Comparing Dates in APL: A Guide#
In the realm of programming, comparing dates can often be a mundane task. However, the challenge becomes intriguing when you delve into how to efficiently determine the relationship between two dates expressed in vector format. In this article, we will explore the relationship between two dates: whether one precedes the other, is subsequent to it, or if they are identical.
The Problem Statement#
Given two dates, we need to establish their temporal relationship:
If the first date is before the second, return
-1.If the first date is after the second, return
1.If both dates are the same, return
0.
Approaching the Problem#
There are multiple ways to tackle this challenge, but we’ll employ a straightforward method using date manipulation. I will illustrate the tools available in Dialog APL, particularly leveraging the .NET framework.
Let’s consider the setup with the following test cases where the left date is constant, and the right date varies:
Left date: Same for all comparisons.
Right dates: Three different times.
We need to determine whether the left date is earlier, later, or the same time as each right date.
Setting Up .NET Environment#
To begin with, we must establish our using statement to access the functionality provided by .NET. This allows us to interact with the System namespace, particularly its DateTime class.
⎕USING ⎕NET`System
Creating DateTime Objects#
After the setup, we can create several DateTime objects that are derived from our input vectors. These are initially formatted for human readability but ultimately transformed into scalar entities representing time.

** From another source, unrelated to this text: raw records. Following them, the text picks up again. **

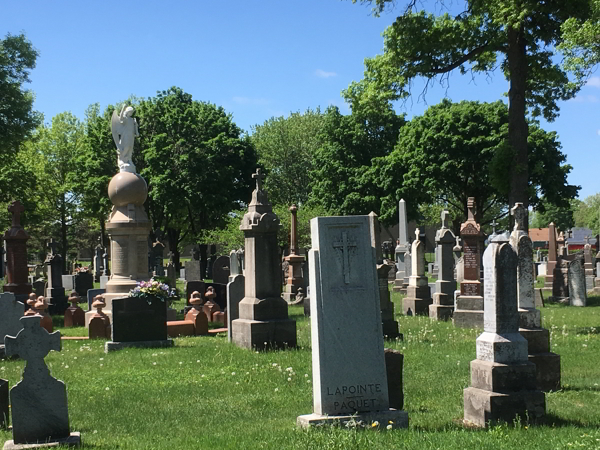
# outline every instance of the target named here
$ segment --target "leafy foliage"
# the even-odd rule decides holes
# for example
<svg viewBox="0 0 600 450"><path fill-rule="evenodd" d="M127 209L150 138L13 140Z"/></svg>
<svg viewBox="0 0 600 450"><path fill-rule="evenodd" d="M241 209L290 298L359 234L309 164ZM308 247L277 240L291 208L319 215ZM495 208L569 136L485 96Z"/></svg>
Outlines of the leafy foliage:
<svg viewBox="0 0 600 450"><path fill-rule="evenodd" d="M323 114L307 109L287 118L272 117L253 127L252 143L266 169L265 189L276 205L303 204L308 200L314 153L321 145Z"/></svg>

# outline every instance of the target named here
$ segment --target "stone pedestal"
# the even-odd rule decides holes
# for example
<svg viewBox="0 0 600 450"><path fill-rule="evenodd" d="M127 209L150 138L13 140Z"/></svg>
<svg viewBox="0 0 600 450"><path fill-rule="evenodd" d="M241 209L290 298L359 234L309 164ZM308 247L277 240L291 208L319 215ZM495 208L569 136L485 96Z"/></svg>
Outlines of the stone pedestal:
<svg viewBox="0 0 600 450"><path fill-rule="evenodd" d="M14 201L8 207L12 213L12 226L4 233L6 241L6 283L3 292L12 292L17 300L25 299L31 292L29 269L27 268L27 240L29 235L21 226L21 213L25 208Z"/></svg>
<svg viewBox="0 0 600 450"><path fill-rule="evenodd" d="M484 269L484 332L471 362L471 385L464 390L465 422L487 427L511 424L517 416L536 421L545 415L545 396L536 388L536 367L518 333L517 254L508 236L489 243Z"/></svg>
<svg viewBox="0 0 600 450"><path fill-rule="evenodd" d="M456 298L454 325L462 328L483 327L483 297L480 281L481 246L485 234L475 221L475 199L469 197L467 202L467 221L460 226L462 239L463 276L460 282L460 295Z"/></svg>
<svg viewBox="0 0 600 450"><path fill-rule="evenodd" d="M448 228L449 212L442 211L442 228L435 235L437 243L438 279L435 282L433 304L429 305L429 317L435 320L448 320L454 313L454 253L456 242L454 233Z"/></svg>
<svg viewBox="0 0 600 450"><path fill-rule="evenodd" d="M412 275L408 279L406 297L402 300L402 312L406 316L429 314L429 305L433 302L425 276L425 244L421 242L419 233L417 228L411 251Z"/></svg>
<svg viewBox="0 0 600 450"><path fill-rule="evenodd" d="M119 172L108 185L113 204L106 232L110 237L111 273L106 283L104 313L112 320L112 301L127 296L138 281L148 280L148 234L151 223L144 211L148 187L144 179L130 172ZM85 315L86 327L95 313Z"/></svg>
<svg viewBox="0 0 600 450"><path fill-rule="evenodd" d="M240 225L245 237L245 297L239 303L239 319L231 323L232 342L258 350L296 347L296 322L288 318L288 304L281 298L279 219L262 190L260 170L253 177L256 189Z"/></svg>

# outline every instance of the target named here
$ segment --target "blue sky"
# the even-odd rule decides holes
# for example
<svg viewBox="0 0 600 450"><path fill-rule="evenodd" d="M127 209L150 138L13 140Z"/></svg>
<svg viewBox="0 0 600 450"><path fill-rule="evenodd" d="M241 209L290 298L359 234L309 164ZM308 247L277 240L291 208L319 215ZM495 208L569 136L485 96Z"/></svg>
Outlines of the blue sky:
<svg viewBox="0 0 600 450"><path fill-rule="evenodd" d="M401 2L400 2L401 3ZM399 4L400 4L399 3ZM29 87L45 120L71 111L81 119L131 94L149 97L178 86L223 106L242 129L307 108L348 107L340 96L362 78L366 57L380 53L381 33L396 14L376 18L350 0L6 1L0 35L25 32L40 52ZM444 96L495 101L508 84L455 74L447 89L429 89L402 106L410 118ZM556 131L573 166L580 198L600 192L600 76L560 104Z"/></svg>

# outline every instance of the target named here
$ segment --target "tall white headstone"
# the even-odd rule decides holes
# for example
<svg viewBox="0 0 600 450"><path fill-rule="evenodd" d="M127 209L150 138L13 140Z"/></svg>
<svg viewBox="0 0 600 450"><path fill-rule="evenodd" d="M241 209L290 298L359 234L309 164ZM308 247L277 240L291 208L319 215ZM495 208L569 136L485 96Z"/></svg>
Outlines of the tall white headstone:
<svg viewBox="0 0 600 450"><path fill-rule="evenodd" d="M311 220L314 413L300 426L339 420L408 424L389 408L375 254L367 216Z"/></svg>

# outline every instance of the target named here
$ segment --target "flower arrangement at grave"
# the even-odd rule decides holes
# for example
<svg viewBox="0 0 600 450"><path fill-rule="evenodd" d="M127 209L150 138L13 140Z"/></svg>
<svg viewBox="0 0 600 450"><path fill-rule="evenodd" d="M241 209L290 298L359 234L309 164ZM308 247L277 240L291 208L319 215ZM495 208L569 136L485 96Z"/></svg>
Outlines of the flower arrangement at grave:
<svg viewBox="0 0 600 450"><path fill-rule="evenodd" d="M152 299L159 299L161 302L171 303L179 298L177 289L169 287L167 283L155 280L140 281L134 289L129 291L130 297L138 297L145 299L148 304Z"/></svg>

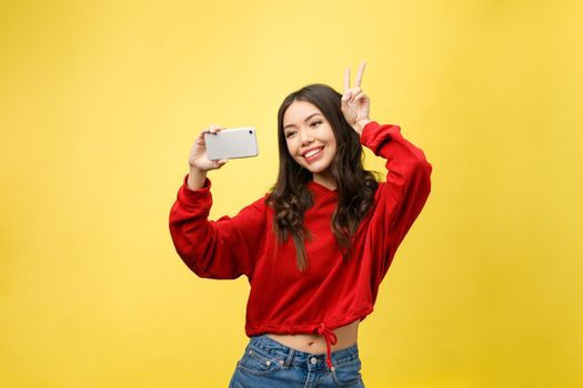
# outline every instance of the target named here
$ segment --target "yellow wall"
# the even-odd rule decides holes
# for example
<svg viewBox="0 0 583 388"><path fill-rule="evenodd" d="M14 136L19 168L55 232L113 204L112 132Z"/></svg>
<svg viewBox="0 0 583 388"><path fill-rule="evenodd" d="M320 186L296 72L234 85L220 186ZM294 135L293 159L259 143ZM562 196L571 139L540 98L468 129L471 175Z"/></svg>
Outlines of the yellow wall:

Define the left and right date arguments.
X←⍪3⍴⊂2018 4 1 12 34 56 789 Y←⍪(2018 4 1 16 45 12 800)(2018 4 1 12 34 56 789)(2017 4 1 12 34 56 789)
Create a lambda function to compare each left date with the entries on the right.
Comparison Logic#
Using the DateTime class, we can employ the built-in Compare method to evaluate our dates:
X{⎕USING←'System' ⋄ DateTime.Compare {⎕NEW DateTime ⍵}¨⍺⍵}¨Y
This snippet produces a direct relationship comparison:
¯1
0
1
Utilizing APL’s Built-In Functionality#
While .NET offers powerful date manipulation capabilities, APL also provides built-in functions such as quad DT, which can be used to convert date formats effectively, allowing subsequent comparisons.
Conversion and Subtraction#
To simplify the comparison process further, we can convert our date vectors into a serialized number format that represents the number of days since a specified epoch (e.g., 1899).
Utilizing these day numbers, we can subtract one from the other:
X{1⎕DT⍺⍵}¨Y
This results in:
┌───────────────────────┐
│43190.52427 43190.69806│
├───────────────────────┤
│43190.52427 43190.52427│
├───────────────────────┤
│43190.52427 42825.52427│
└───────────────────────┘
By computing the difference, we can then apply the Signum function to interpret the direction of the relationship:
X{-/1⎕DT⍺⍵}¨Y
This provides:
¯0.1737964236
0
365
Refined Function Expression#
We can streamline our function to directly apply the subtraction across the entire vector prior to conversion, thus enhancing both clarity and performance. Our function can then be represented as:
F←×-⍥(1⎕DT⊂)
X F¨Y
This results in a concise output indicating the comparison results:
¯1
0
1
Conclusion#
By employing the rich functionalities of both .NET and APL, we can create elegant solutions for date comparisons. Whether you choose to utilize .NET capabilities or APL’s intrinsic functions, the principles of preprocessing, conversion, and comparison remain essential.
Thank you for reading, and I hope this guide has equipped you with the knowledge to tackle date comparisons in APL effectively!